In United Nations Human Rights Councilby


Cairo Institute for Human Rights Studies
Oral intervention by Hossam Bahgat
HRC 10th Sesstion
10 March 2009
 
Item 3: Special Rapporteur on Freedom of Religion or Belief- Interactive Dialogue


Thank you Mr. President

The Cairo Institute for Human Rights Studies, supported by its partners the Egyptian Initiative for Personal Rights and the Arab Network for Human Rights Information, congratulate the Special Rapporteur on freedom of religion or belief for her excellent report, and especially for her preliminary analysis of discrimination based on religion or belief as it impacts the enjoyment of economic, social and cultural rights.

We wish to seek further elaboration from the Special Rapporteur on best practices in accommodating registration policies with the right to freedom of religion or belief.

Although the Egyptian Constitution guarantees the right to freedom of religion and belief, many citizens suffer from a discriminatory registration policy when they attempt to obtain mandatory identification documents, such as identity cards and birth certificates, where a citizen’s religion must be mentioned. Without any basis in statutory law, the government refuses to recognize conversion from Islam to any other religion, and limits available choices to the three state-recognized religions of Judaism, Christianity or Islam.

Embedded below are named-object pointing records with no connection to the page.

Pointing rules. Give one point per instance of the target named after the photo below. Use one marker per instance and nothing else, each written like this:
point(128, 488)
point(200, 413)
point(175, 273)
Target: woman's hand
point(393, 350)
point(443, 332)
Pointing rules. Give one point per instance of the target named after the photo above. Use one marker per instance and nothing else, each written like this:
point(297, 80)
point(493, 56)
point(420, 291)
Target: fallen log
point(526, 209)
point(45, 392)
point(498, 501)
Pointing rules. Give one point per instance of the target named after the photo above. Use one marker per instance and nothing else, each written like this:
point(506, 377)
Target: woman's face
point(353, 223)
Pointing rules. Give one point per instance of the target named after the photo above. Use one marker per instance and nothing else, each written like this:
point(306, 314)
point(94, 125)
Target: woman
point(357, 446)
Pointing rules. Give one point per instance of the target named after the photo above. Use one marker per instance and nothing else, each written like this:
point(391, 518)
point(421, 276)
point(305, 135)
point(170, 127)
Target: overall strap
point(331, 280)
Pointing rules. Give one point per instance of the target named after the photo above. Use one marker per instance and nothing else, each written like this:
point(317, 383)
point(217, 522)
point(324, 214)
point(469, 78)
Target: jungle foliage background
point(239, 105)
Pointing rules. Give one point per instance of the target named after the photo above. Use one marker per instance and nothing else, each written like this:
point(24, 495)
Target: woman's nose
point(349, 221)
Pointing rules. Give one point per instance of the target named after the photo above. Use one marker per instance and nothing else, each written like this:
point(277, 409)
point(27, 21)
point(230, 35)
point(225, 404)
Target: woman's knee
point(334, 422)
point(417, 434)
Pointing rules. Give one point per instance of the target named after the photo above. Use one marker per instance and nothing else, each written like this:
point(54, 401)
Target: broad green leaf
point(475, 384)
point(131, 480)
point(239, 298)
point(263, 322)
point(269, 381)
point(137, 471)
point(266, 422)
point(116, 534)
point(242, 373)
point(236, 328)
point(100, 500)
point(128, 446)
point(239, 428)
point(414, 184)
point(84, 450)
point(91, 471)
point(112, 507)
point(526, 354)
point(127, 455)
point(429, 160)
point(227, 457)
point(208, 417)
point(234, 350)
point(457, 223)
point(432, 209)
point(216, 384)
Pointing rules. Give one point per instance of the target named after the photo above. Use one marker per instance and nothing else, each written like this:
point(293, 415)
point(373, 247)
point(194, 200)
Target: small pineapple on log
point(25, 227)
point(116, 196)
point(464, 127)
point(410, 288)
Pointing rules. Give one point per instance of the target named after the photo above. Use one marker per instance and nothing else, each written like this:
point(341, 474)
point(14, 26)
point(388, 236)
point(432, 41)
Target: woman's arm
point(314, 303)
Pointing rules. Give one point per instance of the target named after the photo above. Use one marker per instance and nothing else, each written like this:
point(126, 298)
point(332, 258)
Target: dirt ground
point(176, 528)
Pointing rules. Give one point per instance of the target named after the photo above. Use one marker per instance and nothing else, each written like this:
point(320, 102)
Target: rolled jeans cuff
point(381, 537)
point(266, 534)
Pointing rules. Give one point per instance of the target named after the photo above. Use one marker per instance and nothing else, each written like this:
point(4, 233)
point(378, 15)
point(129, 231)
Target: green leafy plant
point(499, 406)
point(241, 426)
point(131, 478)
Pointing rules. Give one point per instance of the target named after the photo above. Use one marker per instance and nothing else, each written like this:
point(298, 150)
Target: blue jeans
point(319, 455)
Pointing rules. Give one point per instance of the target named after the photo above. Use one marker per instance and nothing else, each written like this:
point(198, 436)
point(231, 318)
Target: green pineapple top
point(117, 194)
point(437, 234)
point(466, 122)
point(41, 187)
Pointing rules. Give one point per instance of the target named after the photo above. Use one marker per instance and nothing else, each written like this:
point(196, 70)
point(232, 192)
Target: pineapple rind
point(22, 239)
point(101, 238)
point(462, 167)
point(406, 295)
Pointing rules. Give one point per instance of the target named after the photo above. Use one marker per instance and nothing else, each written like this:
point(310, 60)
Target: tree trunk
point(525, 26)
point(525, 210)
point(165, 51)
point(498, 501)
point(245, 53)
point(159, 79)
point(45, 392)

While this policy adversely affects anyone who is not Muslim, Christian, or Jewish, and anyone who would prefer to keep their convictions private, in Egypt today the greatest impact has been on adherents of the Baha’i faith and on persons who convert or wish to convert from Islam to Christianity. Both groups are left with a choice of either suppressing their religious conviction or misidentifying it in order to conduct basic daily activities – such as registering for school, opening a bank account, engaging in a property transaction, collecting a pension check, immunizing children – which all require a national ID or a birth certificate.

The inability of Baha’i Egyptians to obtain identification documents for the past eight years has caused them severe difficulties in accessing many basic rights, including the right to education, to work, to participate in public affairs and to have a family. Egyptian courts have struck down this policy and ruled in favor of Baha’i Egyptians over a year ago, but this ruling remains unimplemented.

Although Islamic law is always invoked by the government as the justification for these discriminatory practices, many court rulings and authoritative scholarly opinions have shown clearly that this government practice is a result of a selective and restrictive interpretation of shari’a, in conflict with the state’s obligation to promote and protect the rights of all its citizens without discrimination.